MADRID—Quebec-based aerospace components firm Héroux-Devtek Inc. has announced a major move into Europe.
The company, which manufactures landing gear as well as several other aircraft systems, said Oct. 2 it has agreed to buy Spanish competitor and current Airbus subsidiary Compañia Española de Sistemas Aeronauticos.
The deal is worth 140 million euro, or approximately $205 million, and will help the company increase its market share with European aviation giant Airbus Group.
Gilles Labbé, the company’s president and CEO, called the deal a “pivotal moment” in Héroux-Devtek’s international expansion.
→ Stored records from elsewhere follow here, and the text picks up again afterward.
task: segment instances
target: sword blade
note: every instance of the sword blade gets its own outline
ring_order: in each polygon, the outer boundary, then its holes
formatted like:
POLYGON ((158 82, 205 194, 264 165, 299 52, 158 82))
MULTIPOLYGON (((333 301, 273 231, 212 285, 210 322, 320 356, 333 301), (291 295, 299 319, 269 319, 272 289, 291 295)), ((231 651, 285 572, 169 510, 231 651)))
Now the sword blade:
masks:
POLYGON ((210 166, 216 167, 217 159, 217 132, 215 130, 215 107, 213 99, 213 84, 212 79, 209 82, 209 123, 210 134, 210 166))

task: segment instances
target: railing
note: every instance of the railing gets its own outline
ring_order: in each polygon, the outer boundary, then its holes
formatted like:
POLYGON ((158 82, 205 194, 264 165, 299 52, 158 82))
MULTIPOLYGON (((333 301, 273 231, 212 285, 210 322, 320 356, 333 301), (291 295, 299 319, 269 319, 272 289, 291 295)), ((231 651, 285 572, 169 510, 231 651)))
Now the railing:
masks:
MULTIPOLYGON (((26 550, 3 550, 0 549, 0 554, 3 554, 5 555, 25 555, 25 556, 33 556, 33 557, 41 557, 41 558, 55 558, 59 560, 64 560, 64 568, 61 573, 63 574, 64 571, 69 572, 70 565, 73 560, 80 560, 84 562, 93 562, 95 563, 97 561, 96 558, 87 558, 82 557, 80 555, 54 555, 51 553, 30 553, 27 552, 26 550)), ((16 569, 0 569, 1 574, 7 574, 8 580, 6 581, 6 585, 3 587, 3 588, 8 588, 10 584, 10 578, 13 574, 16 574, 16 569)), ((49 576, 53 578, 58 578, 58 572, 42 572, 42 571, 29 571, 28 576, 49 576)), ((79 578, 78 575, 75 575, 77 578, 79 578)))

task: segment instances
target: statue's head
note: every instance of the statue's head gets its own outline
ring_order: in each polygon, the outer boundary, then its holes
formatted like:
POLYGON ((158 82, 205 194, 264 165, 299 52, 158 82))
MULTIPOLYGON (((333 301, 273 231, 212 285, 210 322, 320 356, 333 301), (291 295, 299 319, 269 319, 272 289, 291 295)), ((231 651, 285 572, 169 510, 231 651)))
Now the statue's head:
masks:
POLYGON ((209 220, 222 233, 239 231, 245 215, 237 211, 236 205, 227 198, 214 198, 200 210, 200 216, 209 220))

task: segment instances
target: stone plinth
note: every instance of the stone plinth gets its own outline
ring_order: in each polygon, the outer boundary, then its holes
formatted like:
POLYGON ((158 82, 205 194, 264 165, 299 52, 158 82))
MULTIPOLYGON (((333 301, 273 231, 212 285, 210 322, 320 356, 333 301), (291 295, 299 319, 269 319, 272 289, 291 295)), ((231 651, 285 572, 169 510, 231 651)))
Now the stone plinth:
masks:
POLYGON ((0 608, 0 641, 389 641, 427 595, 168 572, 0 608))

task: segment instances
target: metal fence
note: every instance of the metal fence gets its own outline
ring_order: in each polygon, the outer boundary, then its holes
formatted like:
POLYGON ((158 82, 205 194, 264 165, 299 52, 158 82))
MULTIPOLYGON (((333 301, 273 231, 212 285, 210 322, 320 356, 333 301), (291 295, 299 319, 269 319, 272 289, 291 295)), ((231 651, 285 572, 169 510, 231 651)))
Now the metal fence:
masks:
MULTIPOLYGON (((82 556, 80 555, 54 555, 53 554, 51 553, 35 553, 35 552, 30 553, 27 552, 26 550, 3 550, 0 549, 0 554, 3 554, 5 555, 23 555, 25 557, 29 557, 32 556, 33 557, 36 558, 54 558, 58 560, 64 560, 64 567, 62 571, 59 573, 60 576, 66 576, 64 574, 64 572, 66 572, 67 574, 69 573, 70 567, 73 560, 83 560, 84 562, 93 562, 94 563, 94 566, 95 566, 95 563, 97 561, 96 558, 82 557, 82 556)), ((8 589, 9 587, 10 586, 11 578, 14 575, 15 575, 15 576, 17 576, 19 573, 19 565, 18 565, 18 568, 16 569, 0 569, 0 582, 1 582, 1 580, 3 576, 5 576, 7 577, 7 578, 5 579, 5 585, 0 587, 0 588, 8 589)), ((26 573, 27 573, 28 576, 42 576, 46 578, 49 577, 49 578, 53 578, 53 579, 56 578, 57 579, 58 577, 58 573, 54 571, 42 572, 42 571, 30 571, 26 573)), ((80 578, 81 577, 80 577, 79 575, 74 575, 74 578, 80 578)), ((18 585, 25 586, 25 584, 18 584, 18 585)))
“With this transaction, we are significantly increasing our presence in Europe, expanding our product and service offering into complementary activities, adding a significant intellectual property rights portfolio, as well as gaining important content on several key aircraft programs and customers,” he said in a statement.
Headquartered in Madrid, CESA makes landing gear, actuation and hydraulic systems at two Spanish manufacturing plants—one 366,000 sq. ft. site in the capital and another facility in Seville. The company currently employs about 340 workers.
According to CESA, Airbus Defense and Space currently owns a 60 per cent stake in the company, while U.S. defence firm United Technologies Corp. owns the remaining 40 per cent.
Réal Bélanger, executive vice-president of Business Development and Special Projects at Héroux-Devtek, said the deal will build out the company’s core landing gear market while also diversifying into complementary areas.
“In addition to providing us with incremental landing gear business, CESA’s world-class expertise in actuation and hydraulic systems will allow Héroux-Devtek to further enhance its reputation as a key supplier to leading global aerospace original aircraft manufacturers,” he said in a statement.
Along with new business with Airbus, which accounts for about 50 per cent of CESA’s sales, Héroux-Devtek expects the acquisition to result in certain synergies and cross-seeling opportunities in North America.
The Canadian aerospace firm plans to finance the deal with a mix of cash, the assumption of new debt, an increase to its revolving credit facility and a $50 million seven-year loan from Quebec capital development fund Fonds de solidarité FTQ.
The acquisition remains subject to certain conditions, including the approval of the Spanish cabinet.